Trying out ideas on students is amazing, not just to see if the ideas fly but to gauge whether you, the writer/teacher, has delved deep enough into an idea (and come out) with an ability to make that idea legible to a wider audience beyond specialists. But also I have tended to move away from teaching just my research. I think the academy went through that general trend and now we have a generation of students who can speak expertly about their teacher’s expertise but struggle to situate it within larger conceptual, temporal, and spatial contexts.
What’s the one book or article published before 1970 that has most influenced your work?
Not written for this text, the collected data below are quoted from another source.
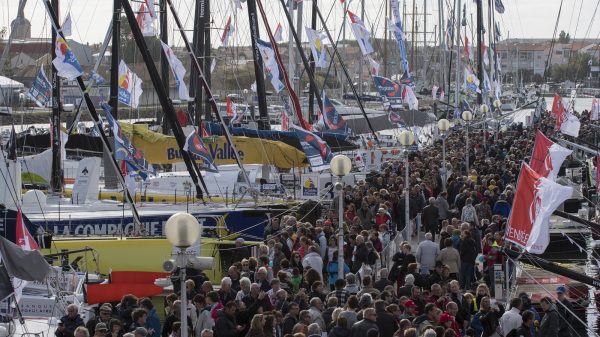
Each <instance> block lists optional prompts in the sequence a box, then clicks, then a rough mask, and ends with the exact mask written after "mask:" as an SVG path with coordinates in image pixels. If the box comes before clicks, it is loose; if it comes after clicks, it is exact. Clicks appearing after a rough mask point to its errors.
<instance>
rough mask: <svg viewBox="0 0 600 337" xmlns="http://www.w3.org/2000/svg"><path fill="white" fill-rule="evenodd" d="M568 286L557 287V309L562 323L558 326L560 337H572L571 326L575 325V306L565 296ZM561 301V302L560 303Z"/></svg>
mask: <svg viewBox="0 0 600 337" xmlns="http://www.w3.org/2000/svg"><path fill="white" fill-rule="evenodd" d="M566 292H567V288H566V287H565V286H559V287H558V288H556V295H557V296H556V298H557V303H556V311H558V314H559V315H560V318H562V319H561V320H560V325H559V327H558V335H559V336H560V337H571V326H572V325H573V315H572V314H571V313H572V312H573V306H572V305H571V302H570V301H569V299H568V298H567V297H566V296H565V293H566ZM558 302H560V303H558Z"/></svg>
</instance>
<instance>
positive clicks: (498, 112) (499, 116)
mask: <svg viewBox="0 0 600 337" xmlns="http://www.w3.org/2000/svg"><path fill="white" fill-rule="evenodd" d="M501 107H502V101H500V100H499V99H497V100H494V108H496V113H497V114H498V117H500V112H501V110H500V108H501ZM497 125H498V128H497V130H496V137H495V138H496V141H498V134H499V133H500V119H498V122H497Z"/></svg>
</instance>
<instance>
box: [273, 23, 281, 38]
mask: <svg viewBox="0 0 600 337" xmlns="http://www.w3.org/2000/svg"><path fill="white" fill-rule="evenodd" d="M273 37H274V38H275V42H281V41H283V28H282V27H281V23H278V24H277V28H275V34H274V36H273Z"/></svg>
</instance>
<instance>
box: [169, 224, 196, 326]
mask: <svg viewBox="0 0 600 337" xmlns="http://www.w3.org/2000/svg"><path fill="white" fill-rule="evenodd" d="M201 232H202V228H201V226H200V224H199V223H198V220H196V218H194V216H192V215H191V214H189V213H183V212H180V213H175V214H173V215H172V216H171V217H170V218H169V220H167V224H166V225H165V233H166V235H167V240H169V242H171V244H173V246H175V247H176V248H178V249H177V252H176V253H175V265H176V266H177V267H179V281H180V285H181V334H180V336H181V337H188V327H187V290H186V288H185V268H186V267H187V265H188V262H189V261H190V257H191V255H192V254H193V253H190V252H188V251H187V248H188V247H190V246H192V245H193V244H195V243H196V242H197V241H198V240H199V239H200V233H201Z"/></svg>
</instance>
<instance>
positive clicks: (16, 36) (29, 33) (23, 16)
mask: <svg viewBox="0 0 600 337" xmlns="http://www.w3.org/2000/svg"><path fill="white" fill-rule="evenodd" d="M11 27H13V29H14V30H15V31H14V35H13V36H14V38H15V39H16V40H29V39H31V22H29V20H27V19H25V15H24V14H23V10H22V8H21V10H20V11H19V13H18V14H17V18H16V19H14V20H13V22H11Z"/></svg>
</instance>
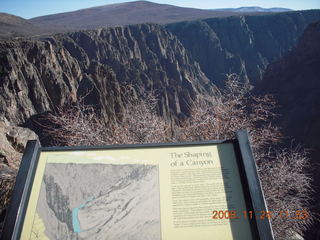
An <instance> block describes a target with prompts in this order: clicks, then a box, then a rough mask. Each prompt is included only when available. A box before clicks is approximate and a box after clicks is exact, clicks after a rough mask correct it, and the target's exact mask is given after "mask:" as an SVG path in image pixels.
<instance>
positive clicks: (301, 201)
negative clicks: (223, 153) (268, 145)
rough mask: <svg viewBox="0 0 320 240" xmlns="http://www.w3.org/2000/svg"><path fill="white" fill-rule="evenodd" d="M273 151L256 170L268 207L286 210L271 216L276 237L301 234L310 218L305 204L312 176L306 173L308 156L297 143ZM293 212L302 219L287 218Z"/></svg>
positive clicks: (270, 210)
mask: <svg viewBox="0 0 320 240" xmlns="http://www.w3.org/2000/svg"><path fill="white" fill-rule="evenodd" d="M273 154H274V157H272V156H269V158H268V159H266V161H263V162H261V163H260V164H259V174H260V178H261V181H262V185H263V189H264V193H265V198H266V201H267V204H268V207H269V210H270V211H272V212H275V213H279V212H280V211H282V212H281V214H282V215H283V216H286V214H289V217H288V218H287V217H282V218H281V217H278V218H272V225H273V230H274V233H275V236H277V239H288V238H289V237H293V235H294V234H295V233H298V234H300V235H302V234H303V231H304V230H306V229H307V227H308V226H309V225H310V224H311V222H312V218H313V216H309V214H310V211H309V208H308V205H309V204H308V203H309V201H310V200H311V199H310V195H311V193H312V191H313V190H312V188H311V180H312V179H311V178H310V177H309V176H308V175H307V174H306V170H307V169H308V167H310V166H309V159H308V157H307V154H306V153H305V152H304V151H303V150H301V149H300V148H299V147H297V148H295V149H293V148H290V149H281V150H279V151H276V152H275V153H273ZM300 214H301V215H300ZM297 216H298V217H301V218H303V219H290V218H293V217H297Z"/></svg>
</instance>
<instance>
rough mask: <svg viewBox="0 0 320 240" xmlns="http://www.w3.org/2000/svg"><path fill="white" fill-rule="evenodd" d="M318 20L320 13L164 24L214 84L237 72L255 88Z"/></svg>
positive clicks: (225, 18)
mask: <svg viewBox="0 0 320 240" xmlns="http://www.w3.org/2000/svg"><path fill="white" fill-rule="evenodd" d="M318 20H320V10H309V11H295V12H287V13H280V14H271V15H265V16H239V17H228V18H211V19H204V20H199V21H194V22H181V23H173V24H169V25H167V28H168V29H169V30H170V31H172V32H173V33H174V34H175V35H177V37H178V38H179V40H180V41H181V42H182V43H183V45H184V46H185V48H186V49H187V50H188V51H189V52H190V53H191V55H192V57H193V58H194V59H195V60H196V61H197V62H198V63H199V64H200V67H201V70H202V71H203V72H204V73H205V74H206V76H207V77H208V78H209V79H210V80H211V81H212V82H213V83H214V84H216V85H218V86H223V82H224V80H225V75H226V74H228V73H237V74H239V75H240V76H241V78H242V80H243V81H249V82H250V83H251V84H253V85H255V84H256V83H258V82H259V81H260V80H261V79H262V75H263V72H264V71H265V69H266V68H267V66H268V64H269V63H272V62H274V61H276V60H278V59H280V58H281V57H282V56H283V55H284V54H285V53H286V52H288V51H289V50H290V49H292V48H293V47H294V46H295V45H296V44H297V40H298V38H299V37H300V36H301V34H302V33H303V31H304V30H305V28H306V27H307V25H308V24H310V23H312V22H316V21H318Z"/></svg>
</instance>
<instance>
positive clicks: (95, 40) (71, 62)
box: [0, 24, 214, 124]
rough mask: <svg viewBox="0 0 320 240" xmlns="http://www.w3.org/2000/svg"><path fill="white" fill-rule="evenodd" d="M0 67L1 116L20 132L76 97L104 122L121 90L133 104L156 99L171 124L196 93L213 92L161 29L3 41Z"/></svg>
mask: <svg viewBox="0 0 320 240" xmlns="http://www.w3.org/2000/svg"><path fill="white" fill-rule="evenodd" d="M0 63H1V65H0V73H1V79H0V91H1V96H0V102H1V105H0V115H2V116H3V117H4V118H5V119H7V120H8V121H10V122H13V123H17V124H23V123H24V122H25V121H26V120H28V119H29V118H30V117H31V116H33V115H35V114H39V113H44V112H46V111H53V110H55V109H56V108H57V107H61V106H64V105H66V104H67V103H70V102H74V101H77V99H79V97H81V95H82V96H86V97H87V99H90V100H88V101H90V103H91V104H94V105H95V106H96V107H97V108H99V111H100V112H101V115H102V116H103V118H105V120H106V121H108V120H109V119H110V118H115V115H116V113H117V112H119V111H121V108H123V104H124V103H123V101H122V98H121V86H122V85H132V86H133V87H134V88H135V89H136V94H137V95H138V96H139V94H140V93H142V92H144V91H151V90H153V91H155V93H156V94H157V95H158V98H159V112H160V114H162V115H163V116H164V117H166V118H168V119H172V118H175V117H179V116H183V115H187V114H188V105H189V104H190V103H191V101H192V100H193V99H194V98H195V96H196V95H197V94H198V93H202V92H212V91H214V90H213V89H214V88H213V85H212V84H211V83H210V81H209V80H208V79H207V78H206V76H205V75H204V73H203V72H202V71H201V70H200V67H199V65H198V64H197V63H196V62H194V61H193V60H191V59H190V58H189V56H188V54H187V51H186V50H185V49H184V47H183V45H182V44H181V43H180V42H179V40H178V39H177V38H176V37H175V36H174V35H173V34H171V33H170V32H169V31H167V30H166V29H165V28H163V27H161V26H158V25H147V24H146V25H136V26H128V27H118V28H109V29H99V30H94V31H82V32H74V33H70V34H59V35H54V36H52V37H49V38H45V39H42V40H18V41H2V42H0ZM88 92H89V93H90V94H89V97H88V94H87V93H88Z"/></svg>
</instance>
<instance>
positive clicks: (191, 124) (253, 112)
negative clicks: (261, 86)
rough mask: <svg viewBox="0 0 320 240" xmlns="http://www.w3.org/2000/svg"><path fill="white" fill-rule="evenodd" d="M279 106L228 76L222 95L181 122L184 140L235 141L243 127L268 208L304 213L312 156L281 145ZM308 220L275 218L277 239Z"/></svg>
mask: <svg viewBox="0 0 320 240" xmlns="http://www.w3.org/2000/svg"><path fill="white" fill-rule="evenodd" d="M275 107H276V103H275V101H274V100H273V98H272V96H269V95H265V96H252V95H250V87H249V86H248V85H247V84H244V83H241V82H239V81H238V77H237V76H236V75H230V76H228V80H227V81H226V87H225V89H223V90H221V94H220V95H218V96H209V97H206V98H203V97H202V98H198V99H197V101H195V103H194V105H193V106H192V108H191V116H190V118H189V119H187V120H186V121H185V122H184V123H183V124H182V131H181V132H183V134H182V135H180V136H181V139H182V140H193V141H199V140H212V139H229V138H234V137H235V132H236V131H237V130H239V129H247V130H248V132H249V135H250V140H251V144H252V148H253V154H254V157H255V160H256V162H257V165H258V171H259V173H260V179H261V183H262V187H263V189H264V192H265V197H266V201H267V205H268V208H269V210H270V211H271V212H273V213H280V211H282V212H286V211H289V213H290V217H292V214H294V213H295V211H301V210H305V211H307V212H308V213H309V214H310V212H309V211H308V210H309V209H308V206H309V201H310V195H311V193H312V188H311V178H310V177H309V176H308V175H307V174H306V171H307V169H308V166H309V165H308V164H309V162H308V160H309V159H308V158H307V154H306V153H305V152H303V151H302V150H301V149H299V148H296V149H293V148H291V149H285V148H283V147H281V145H282V144H281V140H282V139H283V136H282V134H281V131H280V129H279V128H277V127H275V126H273V125H272V124H271V122H272V120H273V119H274V118H275V117H276V114H274V112H273V110H274V109H275ZM311 221H312V216H309V217H307V218H306V219H288V218H286V217H282V218H281V217H277V218H272V219H271V223H272V226H273V230H274V233H275V236H276V239H281V240H282V239H283V240H285V239H289V238H290V237H292V236H293V235H294V234H295V233H298V234H302V232H303V231H304V230H306V229H307V227H308V226H309V225H310V223H311Z"/></svg>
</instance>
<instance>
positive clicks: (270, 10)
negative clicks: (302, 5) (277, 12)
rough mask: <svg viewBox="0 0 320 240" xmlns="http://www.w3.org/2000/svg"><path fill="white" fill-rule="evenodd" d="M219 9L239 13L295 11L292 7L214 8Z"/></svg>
mask: <svg viewBox="0 0 320 240" xmlns="http://www.w3.org/2000/svg"><path fill="white" fill-rule="evenodd" d="M213 10H217V11H226V12H239V13H250V12H254V13H258V12H289V11H293V10H292V9H290V8H262V7H256V6H254V7H239V8H218V9H213Z"/></svg>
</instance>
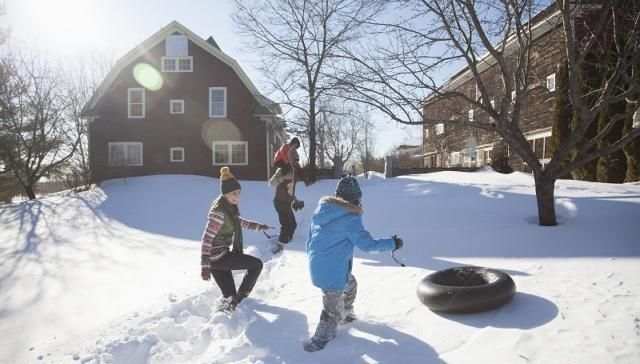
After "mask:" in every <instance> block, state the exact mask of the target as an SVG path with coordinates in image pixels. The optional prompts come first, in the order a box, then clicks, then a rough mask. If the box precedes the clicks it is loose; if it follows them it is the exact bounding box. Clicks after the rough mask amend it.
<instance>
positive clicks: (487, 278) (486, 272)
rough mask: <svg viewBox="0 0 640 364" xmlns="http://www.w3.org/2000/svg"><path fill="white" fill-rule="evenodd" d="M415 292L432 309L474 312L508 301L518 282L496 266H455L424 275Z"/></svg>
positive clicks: (448, 310)
mask: <svg viewBox="0 0 640 364" xmlns="http://www.w3.org/2000/svg"><path fill="white" fill-rule="evenodd" d="M416 293H417V294H418V298H419V299H420V301H421V302H422V303H423V304H425V305H426V306H427V307H429V308H430V309H431V310H432V311H436V312H449V313H471V312H480V311H487V310H490V309H493V308H496V307H499V306H502V305H504V304H505V303H507V302H509V300H511V298H513V295H514V294H515V293H516V285H515V283H514V282H513V279H511V277H510V276H509V275H507V274H506V273H504V272H501V271H499V270H496V269H491V268H482V267H455V268H449V269H445V270H441V271H437V272H434V273H431V274H429V275H428V276H426V277H424V278H423V279H422V281H420V284H418V289H417V292H416Z"/></svg>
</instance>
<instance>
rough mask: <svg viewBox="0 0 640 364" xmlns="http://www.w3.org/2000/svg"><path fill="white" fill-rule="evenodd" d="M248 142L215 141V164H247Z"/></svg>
mask: <svg viewBox="0 0 640 364" xmlns="http://www.w3.org/2000/svg"><path fill="white" fill-rule="evenodd" d="M247 148H248V143H247V142H213V143H212V148H211V149H212V150H213V164H214V165H217V164H230V165H247V164H248V163H249V162H248V161H247V156H248V153H247Z"/></svg>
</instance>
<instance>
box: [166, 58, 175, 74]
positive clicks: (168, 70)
mask: <svg viewBox="0 0 640 364" xmlns="http://www.w3.org/2000/svg"><path fill="white" fill-rule="evenodd" d="M164 70H165V71H175V70H176V59H175V58H165V59H164Z"/></svg>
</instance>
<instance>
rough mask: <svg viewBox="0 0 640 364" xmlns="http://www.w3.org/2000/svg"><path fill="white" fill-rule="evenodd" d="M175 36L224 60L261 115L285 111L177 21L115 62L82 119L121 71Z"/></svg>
mask: <svg viewBox="0 0 640 364" xmlns="http://www.w3.org/2000/svg"><path fill="white" fill-rule="evenodd" d="M175 33H180V34H183V35H186V36H187V38H188V39H189V40H190V41H191V42H193V43H194V44H196V45H198V46H199V47H200V48H202V49H204V50H205V51H207V52H208V53H209V54H211V55H212V56H214V57H216V58H217V59H219V60H221V61H222V62H223V63H225V64H226V65H228V66H229V67H231V69H232V70H233V71H234V72H235V73H236V75H238V77H239V78H240V80H241V81H242V83H243V84H244V85H245V86H246V87H247V88H248V89H249V92H251V94H252V95H253V96H254V97H255V98H256V100H257V101H258V104H259V107H258V109H259V111H260V114H261V115H265V114H272V115H273V114H281V113H282V110H281V109H280V106H279V105H278V104H277V103H275V102H274V101H271V100H269V99H268V98H266V97H265V96H263V95H262V94H260V92H258V89H257V88H256V86H255V85H254V84H253V82H251V80H250V79H249V77H248V76H247V74H246V73H244V70H242V68H241V67H240V65H239V64H238V62H236V60H235V59H233V58H231V57H229V56H228V55H227V54H226V53H224V52H222V51H221V50H220V48H218V47H216V46H215V45H213V44H211V43H209V42H207V41H206V40H204V39H202V38H201V37H199V36H198V35H196V34H195V33H193V32H192V31H191V30H189V29H188V28H187V27H185V26H184V25H182V24H180V23H178V22H177V21H175V20H174V21H172V22H171V23H169V24H168V25H167V26H165V27H163V28H162V29H160V30H159V31H158V32H156V33H155V34H153V35H152V36H151V37H149V38H147V40H145V41H144V42H142V43H141V44H139V45H138V46H136V47H135V48H134V49H132V50H131V51H129V52H128V53H127V54H125V55H124V56H122V57H121V58H120V59H119V60H118V61H117V62H116V64H115V66H113V68H111V71H109V73H108V74H107V77H105V79H104V80H103V81H102V83H101V84H100V86H98V89H97V90H96V92H95V93H94V94H93V96H91V99H89V101H88V102H87V104H86V105H85V106H84V108H83V109H82V115H84V116H89V115H91V111H92V110H93V108H94V107H95V106H96V104H97V103H98V100H100V98H101V97H102V96H103V95H104V93H105V92H106V91H107V90H108V89H109V87H110V86H111V84H112V83H113V82H114V81H115V79H116V77H117V76H118V75H119V74H120V72H122V70H123V69H124V68H125V67H126V66H127V65H129V64H130V63H131V62H133V61H135V60H136V59H137V58H138V57H141V56H143V55H144V54H146V53H147V52H149V51H150V50H151V49H152V48H153V47H155V46H157V45H158V44H159V43H160V42H163V41H164V40H165V38H166V37H167V36H169V35H172V34H175Z"/></svg>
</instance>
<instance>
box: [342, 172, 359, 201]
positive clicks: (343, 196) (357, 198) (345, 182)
mask: <svg viewBox="0 0 640 364" xmlns="http://www.w3.org/2000/svg"><path fill="white" fill-rule="evenodd" d="M336 196H338V197H341V198H343V199H345V200H347V201H358V200H360V198H362V191H360V185H359V184H358V180H357V179H356V178H355V177H351V176H346V177H343V178H342V179H340V181H338V186H337V187H336Z"/></svg>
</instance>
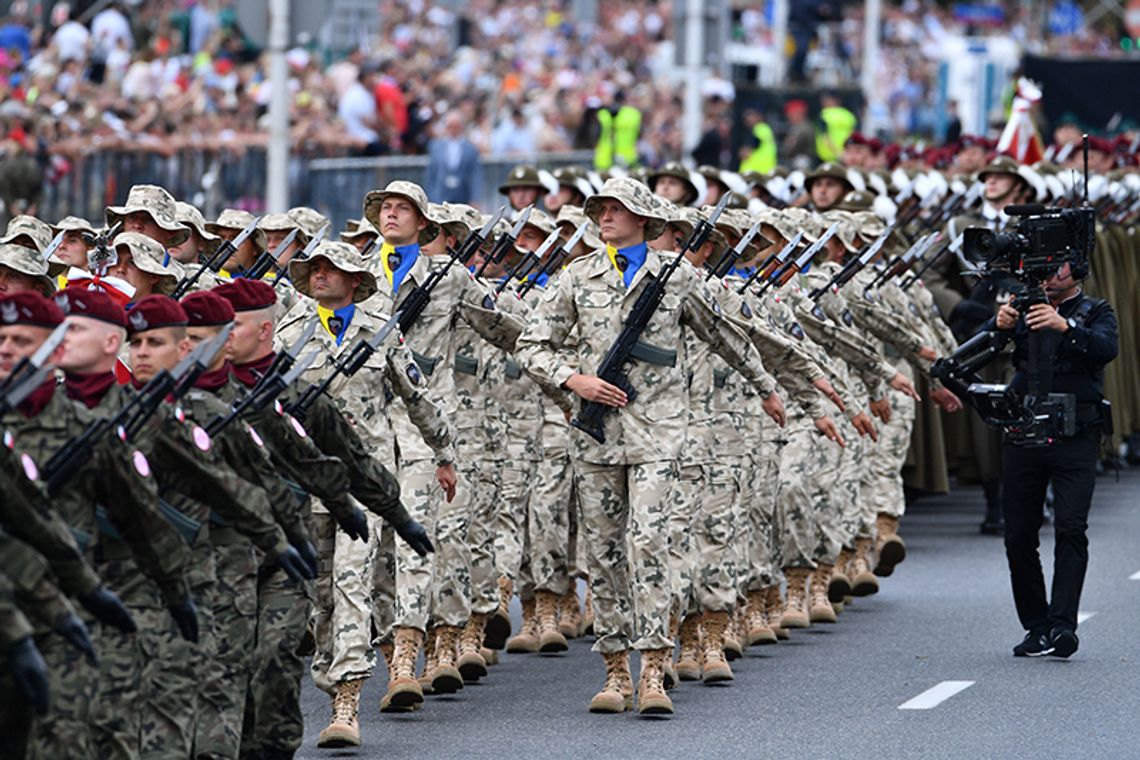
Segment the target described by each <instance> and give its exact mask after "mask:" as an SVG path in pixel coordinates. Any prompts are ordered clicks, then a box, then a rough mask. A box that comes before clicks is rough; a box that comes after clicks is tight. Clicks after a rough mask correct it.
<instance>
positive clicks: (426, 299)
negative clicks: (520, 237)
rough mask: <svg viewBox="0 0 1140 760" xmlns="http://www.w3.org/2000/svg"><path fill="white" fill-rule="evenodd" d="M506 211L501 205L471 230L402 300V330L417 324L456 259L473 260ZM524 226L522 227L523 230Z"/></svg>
mask: <svg viewBox="0 0 1140 760" xmlns="http://www.w3.org/2000/svg"><path fill="white" fill-rule="evenodd" d="M504 213H506V206H499V210H498V211H496V212H495V215H492V216H491V218H490V219H489V220H487V223H486V224H483V227H482V229H479V230H471V232H470V234H469V235H467V237H466V238H465V239H464V240H463V243H461V244H459V247H458V248H456V250H455V251H453V252H451V255H450V258H449V259H448V260H447V263H445V264H443V265H442V267H439V268H437V269H435V270H433V271H432V272H431V273H430V275H429V276H427V279H425V280H424V281H423V283H421V284H420V285H417V286H416V288H415V289H414V291H412V293H408V296H407V297H406V299H404V301H402V302H400V305H399V307H397V309H396V318H398V319H399V324H400V330H401V332H402V333H404V334H405V335H407V334H408V332H409V330H410V329H412V326H413V325H415V324H416V320H417V319H420V314H422V313H423V310H424V307H426V305H427V302H429V301H431V292H432V291H434V289H435V286H437V285H439V283H440V280H442V279H443V276H445V275H447V271H448V270H449V269H450V268H451V264H454V263H455V262H456V261H458V262H459V263H461V264H463V265H464V267H466V265H467V262H469V261H470V260H471V256H473V255H474V254H475V251H478V250H479V248H480V247H482V245H483V242H486V240H487V236H488V235H490V232H491V230H492V229H495V224H497V223H498V221H499V220H500V219H503V214H504ZM521 229H522V228H520V230H521Z"/></svg>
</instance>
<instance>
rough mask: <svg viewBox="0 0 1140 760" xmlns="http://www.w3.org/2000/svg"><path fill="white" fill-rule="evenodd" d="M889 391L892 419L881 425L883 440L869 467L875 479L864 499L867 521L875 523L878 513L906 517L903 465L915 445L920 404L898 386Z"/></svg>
mask: <svg viewBox="0 0 1140 760" xmlns="http://www.w3.org/2000/svg"><path fill="white" fill-rule="evenodd" d="M888 393H889V399H890V422H889V423H887V424H886V425H882V426H881V427H880V430H879V442H878V443H877V444H873V446H872V448H870V450H869V452H868V455H869V456H868V461H866V467H865V469H866V471H868V473H869V475H870V481H871V482H870V483H869V484H868V488H866V489H865V490H864V498H863V501H864V502H865V504H866V520H869V521H870V523H872V524H873V523H874V515H876V513H880V512H881V513H886V514H888V515H890V516H891V517H902V516H903V514H904V513H905V512H906V497H905V495H904V491H903V465H905V464H906V451H907V450H909V449H910V447H911V433H913V432H914V417H915V414H917V412H918V407H917V404H915V402H914V399H912V398H910V397H907V395H904V394H903V393H899V392H898V391H896V390H894V389H890V391H889V392H888Z"/></svg>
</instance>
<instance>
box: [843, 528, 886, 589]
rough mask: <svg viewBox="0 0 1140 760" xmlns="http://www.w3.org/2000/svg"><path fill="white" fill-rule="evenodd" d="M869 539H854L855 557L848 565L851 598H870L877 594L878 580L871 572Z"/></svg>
mask: <svg viewBox="0 0 1140 760" xmlns="http://www.w3.org/2000/svg"><path fill="white" fill-rule="evenodd" d="M871 565H872V561H871V539H869V538H857V539H855V555H854V556H853V557H852V561H850V563H849V564H848V567H849V571H848V574H849V575H850V579H852V596H871V595H872V594H878V593H879V579H878V578H876V577H874V573H872V572H871Z"/></svg>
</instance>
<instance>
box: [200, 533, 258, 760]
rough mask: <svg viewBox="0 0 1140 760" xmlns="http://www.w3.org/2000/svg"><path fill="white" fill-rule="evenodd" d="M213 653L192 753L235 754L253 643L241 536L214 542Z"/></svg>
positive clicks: (242, 545) (249, 607) (253, 587)
mask: <svg viewBox="0 0 1140 760" xmlns="http://www.w3.org/2000/svg"><path fill="white" fill-rule="evenodd" d="M214 559H215V563H217V574H218V585H217V587H215V593H214V599H213V615H214V626H213V630H214V636H213V641H214V654H213V657H212V661H213V662H212V663H209V664H207V668H206V678H205V681H204V683H203V684H202V688H201V690H200V693H198V705H200V717H198V728H197V732H196V734H195V737H194V747H195V749H194V751H195V755H196V757H197V758H203V757H206V758H227V759H230V758H237V755H238V751H239V750H241V745H242V721H243V719H244V714H245V698H246V694H247V692H249V688H250V673H251V670H252V668H253V652H254V648H255V646H257V623H258V564H257V559H255V558H254V555H253V546H252V545H251V544H250V541H249V540H247V539H244V538H236V539H235V540H233V541H231V542H225V544H222V542H214Z"/></svg>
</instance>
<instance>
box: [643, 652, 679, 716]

CLR James’ Beyond a Boundary. I was abhorred (in some ways) by his Edwardian haughtiness but that he could be so pretentious and still come out with this amazing examination of colonization/decolonization through CRICKET! Truly Amazing! I don’t think enough culture scholars read that book, but then most don’t know cricket, but in some ways you don’t have to.
What was the last thing you read to seriously inspire or haunt you?
I think Mike Davis’ Planet of Slums, both because this factual account almost mirrored sci-fi work that I had been reading by people like Paolo Bacigalupi and also because of its amazing global breadth without losing a depth of argument.
What primary source do you dream of finding?
The blueprints that the shopping cart man was pushing around in Ellison’s Invisible Man.
What website most often draws your attention away from work?
Definitely music websites and blogs, especially BBC Radio’s Benji B show…I ALWAYS have to have music to make it through writing projects.
What do you see as the most annoying tendency (or tendencies) in contemporary scholarship?
I definitely see beautiful prose, great stories, polished arguments, but I am missing a messy sense of urgency in writing and thinking out loud THROUGH, not before writing. I am most annoyed by conferences where, the constant spectre of the market, forces young scholars to take a polished 40 page paper and boil it down to 15 minutes with perfection. I miss the days of conferences when you brought an idea at the start of your thinking and tried it out on an audience expecting critique and revision…I miss that.